Just then a woman, who was an outcast in the town, having heard that Jesus was eating in the Pharisee’s house, brought an alabaster jar of perfume,
38 Wenend ging ze achter Hem staan, bij zijn voeten, en begon zijn voeten met tranen te besproeien, en met het hoofdhaar af te drogen. Dan kuste ze zijn voeten, en zalfde ze met balsem.
and placed herself behind Jesus, near his feet, weeping. Then she began to make his feet wet with her tears, and she dried them with the hair of her head, repeatedly kissing his feet and anointing them with the perfume.
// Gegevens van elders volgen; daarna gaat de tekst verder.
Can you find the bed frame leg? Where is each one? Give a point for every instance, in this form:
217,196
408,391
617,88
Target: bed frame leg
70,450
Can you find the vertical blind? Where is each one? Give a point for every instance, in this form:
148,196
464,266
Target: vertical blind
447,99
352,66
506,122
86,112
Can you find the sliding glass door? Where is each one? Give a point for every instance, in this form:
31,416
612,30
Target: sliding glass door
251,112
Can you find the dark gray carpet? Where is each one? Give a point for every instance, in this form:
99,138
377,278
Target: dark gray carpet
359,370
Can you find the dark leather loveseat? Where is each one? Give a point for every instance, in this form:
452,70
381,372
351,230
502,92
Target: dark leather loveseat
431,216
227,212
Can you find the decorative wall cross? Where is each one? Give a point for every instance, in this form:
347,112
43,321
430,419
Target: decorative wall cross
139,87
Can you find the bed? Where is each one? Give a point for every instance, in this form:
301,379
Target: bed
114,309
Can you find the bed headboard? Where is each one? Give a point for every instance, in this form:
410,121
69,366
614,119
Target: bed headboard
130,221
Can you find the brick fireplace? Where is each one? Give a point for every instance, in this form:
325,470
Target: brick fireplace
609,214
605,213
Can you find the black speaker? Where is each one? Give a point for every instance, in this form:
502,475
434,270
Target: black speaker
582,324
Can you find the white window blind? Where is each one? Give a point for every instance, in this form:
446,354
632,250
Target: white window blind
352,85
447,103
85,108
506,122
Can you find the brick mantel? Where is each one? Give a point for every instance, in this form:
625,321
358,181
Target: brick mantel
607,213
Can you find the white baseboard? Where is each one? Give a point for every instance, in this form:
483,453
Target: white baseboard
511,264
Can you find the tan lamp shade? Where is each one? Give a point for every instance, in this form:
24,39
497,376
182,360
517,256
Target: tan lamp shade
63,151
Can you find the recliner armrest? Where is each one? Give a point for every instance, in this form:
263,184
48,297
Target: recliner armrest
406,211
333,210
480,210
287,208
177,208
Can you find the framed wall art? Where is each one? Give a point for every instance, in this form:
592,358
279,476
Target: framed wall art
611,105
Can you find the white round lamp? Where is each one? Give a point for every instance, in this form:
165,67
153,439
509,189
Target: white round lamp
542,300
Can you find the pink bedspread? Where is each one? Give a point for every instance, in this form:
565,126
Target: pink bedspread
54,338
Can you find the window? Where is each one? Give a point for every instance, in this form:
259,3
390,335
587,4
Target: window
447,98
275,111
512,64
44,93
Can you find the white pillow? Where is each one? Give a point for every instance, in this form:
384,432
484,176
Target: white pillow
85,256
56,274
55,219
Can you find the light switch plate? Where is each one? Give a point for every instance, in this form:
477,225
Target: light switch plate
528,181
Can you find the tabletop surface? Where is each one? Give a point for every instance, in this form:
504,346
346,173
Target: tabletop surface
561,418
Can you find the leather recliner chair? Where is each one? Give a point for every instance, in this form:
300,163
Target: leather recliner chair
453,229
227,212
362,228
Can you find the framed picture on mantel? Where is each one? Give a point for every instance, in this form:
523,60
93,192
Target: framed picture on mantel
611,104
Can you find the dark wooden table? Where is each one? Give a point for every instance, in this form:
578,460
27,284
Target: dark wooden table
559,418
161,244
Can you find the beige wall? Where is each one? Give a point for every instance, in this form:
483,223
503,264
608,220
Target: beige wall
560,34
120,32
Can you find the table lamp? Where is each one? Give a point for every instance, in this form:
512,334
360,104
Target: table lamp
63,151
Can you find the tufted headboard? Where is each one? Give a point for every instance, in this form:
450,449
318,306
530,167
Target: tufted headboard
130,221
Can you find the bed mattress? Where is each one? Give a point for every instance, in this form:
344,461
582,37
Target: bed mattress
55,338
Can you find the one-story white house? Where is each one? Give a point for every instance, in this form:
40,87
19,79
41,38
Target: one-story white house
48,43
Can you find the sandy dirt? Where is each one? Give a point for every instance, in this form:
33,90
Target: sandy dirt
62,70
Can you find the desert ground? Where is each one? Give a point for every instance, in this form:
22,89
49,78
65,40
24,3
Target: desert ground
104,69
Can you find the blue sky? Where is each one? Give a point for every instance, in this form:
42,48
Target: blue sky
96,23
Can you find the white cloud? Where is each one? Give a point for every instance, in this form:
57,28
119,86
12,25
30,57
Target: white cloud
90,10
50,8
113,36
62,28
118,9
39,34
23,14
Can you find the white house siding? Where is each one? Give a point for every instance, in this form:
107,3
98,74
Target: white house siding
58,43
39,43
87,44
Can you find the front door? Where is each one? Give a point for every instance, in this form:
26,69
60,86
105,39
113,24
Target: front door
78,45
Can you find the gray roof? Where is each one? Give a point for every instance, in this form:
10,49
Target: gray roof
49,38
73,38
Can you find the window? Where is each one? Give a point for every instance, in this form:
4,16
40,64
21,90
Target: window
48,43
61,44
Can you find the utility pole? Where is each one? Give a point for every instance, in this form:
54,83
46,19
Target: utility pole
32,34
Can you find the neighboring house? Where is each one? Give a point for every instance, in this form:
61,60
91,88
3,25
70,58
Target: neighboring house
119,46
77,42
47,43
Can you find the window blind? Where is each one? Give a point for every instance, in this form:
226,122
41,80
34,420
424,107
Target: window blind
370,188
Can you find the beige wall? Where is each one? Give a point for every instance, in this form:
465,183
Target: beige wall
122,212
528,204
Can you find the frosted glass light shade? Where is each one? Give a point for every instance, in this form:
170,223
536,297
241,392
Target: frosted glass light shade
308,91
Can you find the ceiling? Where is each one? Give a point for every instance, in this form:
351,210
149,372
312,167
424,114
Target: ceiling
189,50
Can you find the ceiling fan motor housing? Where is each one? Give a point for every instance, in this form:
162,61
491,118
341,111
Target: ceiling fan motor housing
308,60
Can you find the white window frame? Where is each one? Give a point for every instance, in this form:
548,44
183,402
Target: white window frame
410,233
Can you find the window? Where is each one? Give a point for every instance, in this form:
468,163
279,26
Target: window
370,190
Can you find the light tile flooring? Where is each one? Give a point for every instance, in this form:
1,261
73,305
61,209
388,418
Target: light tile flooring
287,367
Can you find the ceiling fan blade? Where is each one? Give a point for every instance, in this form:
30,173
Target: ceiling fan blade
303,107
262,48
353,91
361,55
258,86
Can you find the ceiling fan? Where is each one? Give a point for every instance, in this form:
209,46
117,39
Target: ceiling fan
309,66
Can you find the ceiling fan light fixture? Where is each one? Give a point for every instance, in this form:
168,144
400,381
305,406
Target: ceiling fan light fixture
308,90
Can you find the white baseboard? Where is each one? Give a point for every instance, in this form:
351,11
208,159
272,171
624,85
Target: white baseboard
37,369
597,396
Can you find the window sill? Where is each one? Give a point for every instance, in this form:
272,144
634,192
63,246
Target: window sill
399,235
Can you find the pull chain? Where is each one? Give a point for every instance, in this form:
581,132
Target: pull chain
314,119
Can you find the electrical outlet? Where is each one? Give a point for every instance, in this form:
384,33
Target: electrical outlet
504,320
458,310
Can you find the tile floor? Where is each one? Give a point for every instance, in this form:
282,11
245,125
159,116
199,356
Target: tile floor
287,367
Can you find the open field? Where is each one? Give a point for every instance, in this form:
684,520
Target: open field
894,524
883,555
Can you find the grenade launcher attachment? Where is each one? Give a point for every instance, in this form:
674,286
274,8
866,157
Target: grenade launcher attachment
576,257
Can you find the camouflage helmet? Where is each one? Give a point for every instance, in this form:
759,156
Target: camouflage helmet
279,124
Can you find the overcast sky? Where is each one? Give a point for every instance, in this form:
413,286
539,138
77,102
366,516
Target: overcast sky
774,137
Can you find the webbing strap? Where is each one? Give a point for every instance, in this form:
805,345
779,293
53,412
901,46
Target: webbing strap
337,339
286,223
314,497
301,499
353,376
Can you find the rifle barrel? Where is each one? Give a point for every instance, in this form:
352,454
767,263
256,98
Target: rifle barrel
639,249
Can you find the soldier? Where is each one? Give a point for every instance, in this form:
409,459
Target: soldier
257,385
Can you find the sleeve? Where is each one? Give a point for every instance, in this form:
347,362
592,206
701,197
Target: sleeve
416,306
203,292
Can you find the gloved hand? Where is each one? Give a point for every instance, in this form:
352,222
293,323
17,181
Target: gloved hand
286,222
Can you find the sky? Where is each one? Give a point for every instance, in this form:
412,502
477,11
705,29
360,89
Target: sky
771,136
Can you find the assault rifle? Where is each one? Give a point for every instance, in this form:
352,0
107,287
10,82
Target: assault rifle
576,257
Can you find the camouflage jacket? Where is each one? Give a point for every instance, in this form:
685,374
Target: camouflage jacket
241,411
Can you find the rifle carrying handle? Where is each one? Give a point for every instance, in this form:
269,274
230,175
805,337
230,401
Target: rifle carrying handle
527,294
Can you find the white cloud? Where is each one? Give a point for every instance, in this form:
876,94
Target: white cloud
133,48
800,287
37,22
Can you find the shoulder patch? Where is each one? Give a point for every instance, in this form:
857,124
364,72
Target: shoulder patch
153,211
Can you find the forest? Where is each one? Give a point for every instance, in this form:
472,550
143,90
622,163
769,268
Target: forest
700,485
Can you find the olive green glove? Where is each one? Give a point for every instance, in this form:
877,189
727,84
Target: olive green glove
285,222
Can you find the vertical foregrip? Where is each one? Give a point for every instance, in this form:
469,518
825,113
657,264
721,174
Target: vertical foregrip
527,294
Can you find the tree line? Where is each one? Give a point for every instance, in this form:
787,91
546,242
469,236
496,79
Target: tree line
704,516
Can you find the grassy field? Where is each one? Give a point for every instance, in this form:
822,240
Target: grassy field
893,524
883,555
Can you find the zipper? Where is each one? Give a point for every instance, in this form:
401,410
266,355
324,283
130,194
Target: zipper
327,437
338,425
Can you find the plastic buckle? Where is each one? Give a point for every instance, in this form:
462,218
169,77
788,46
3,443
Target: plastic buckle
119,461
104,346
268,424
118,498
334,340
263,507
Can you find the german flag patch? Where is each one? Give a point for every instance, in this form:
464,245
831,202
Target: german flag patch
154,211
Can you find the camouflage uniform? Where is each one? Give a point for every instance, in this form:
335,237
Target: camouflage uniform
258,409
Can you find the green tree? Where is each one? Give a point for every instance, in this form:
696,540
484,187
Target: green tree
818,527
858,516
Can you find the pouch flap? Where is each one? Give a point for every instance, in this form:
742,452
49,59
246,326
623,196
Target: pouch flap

39 Toen de farizeër, die Hem genodigd had, dit zag, zeide hij bij zichzelf: Als Hij een profeet was, zou Hij weten, wie en wat voor een vrouw het is, die Hem aanraakt; een zondares!
When the Pharisee who had invited Jesus saw this, he said to himself, ‘Had this man been “the prophet,” he would have known who, and what sort of woman, this is who is touching him, and that she is an outcast.’
40 Nu nam Jesus het woord en sprak tot hem: Simon, Ik heb u iets te zeggen. Hij zeide: Spreek, Meester.
But, addressing him, Jesus said, ‘Simon, I have something to say to you.’ ‘Pray do so, teacher,’ Simon answered; and Jesus began,
41 Een geldschieter had twee schuldenaars; de een was hem vijfhonderd tienlingen schuldig, de andere vijftig.
‘There were two people who were in debt to a moneylender; one owed five hundred silver coins, and the other fifty.
42 Daar ze niet konden betalen, schold hij het beiden kwijt. Wie van de twee zal nu het meest van hem houden?
As they were unable to pay, he forgave them both. Which of them, do you think, will love him the more?’
43 Simon antwoordde: Ik vermoed: hij, wien hij het meest heeft kwijtgescholden. Hij zei hem: Ge hebt juist geoordeeld.
‘I suppose,’ answered Simon, ‘it will be the man to whom he forgave the greater debt.’ ‘You are right,’ said Jesus,
44 Nu keerde Hij Zich naar de vrouw, en sprak tot Simon: Ziet ge die vrouw? Ik ben in úw huis gekomen; gij goot geen water op mijn voeten, maar zij heeft mij voeten met haar tranen besproeid en met de haren afgedroogd.
and then, turning to the woman, he said to Simon, ‘Do you see this woman? I came into your house – you gave me no water for my feet, but she has made my feet wet with her tears and dried them with her hair.
45 Gij hebt Mij geen kus gegeven; maar zij heeft, sinds Ik binnenkwam, niet opgehouden, mijn voeten te kussen.
You did not give me one kiss, but she, from the moment I came in, has not ceased to kiss my feet.
46 Gij hebt mijn hoofd niet met olie gezalfd, maar zij heeft mijn voeten met balsem gezalfd.
You did not anoint even my head with oil, but she has anointed my feet with perfume.
47 En daarom zeg Ik u: Haar zonden, haar vele zonden zijn haar vergeven; want zij heeft veel liefde getoond. Wien weinig vergeven wordt, toont weinig liefde.
So I tell you, her great love shows that her sins, many as they are, have been pardoned. One who is pardoned little loves little.’
48 Nu sprak Hij tot haar: Uw zonden zijn u vergeven.
Then he said to the woman, ‘Your sins have been pardoned.’
49 De disgenoten begonnen bij zichzelf te zeggen: Wie is Hij, dat Hij zelfs zonden vergeeft?
The other guests began to say to one another, ‘Who is this man who even pardons sins?’
50 Maar Hij zei tot de vrouw: Uw geloof heeft u gered, ga heen in vrede.
But Jesus said to the woman, ‘Your faith has delivered you; go, and peace be with you.’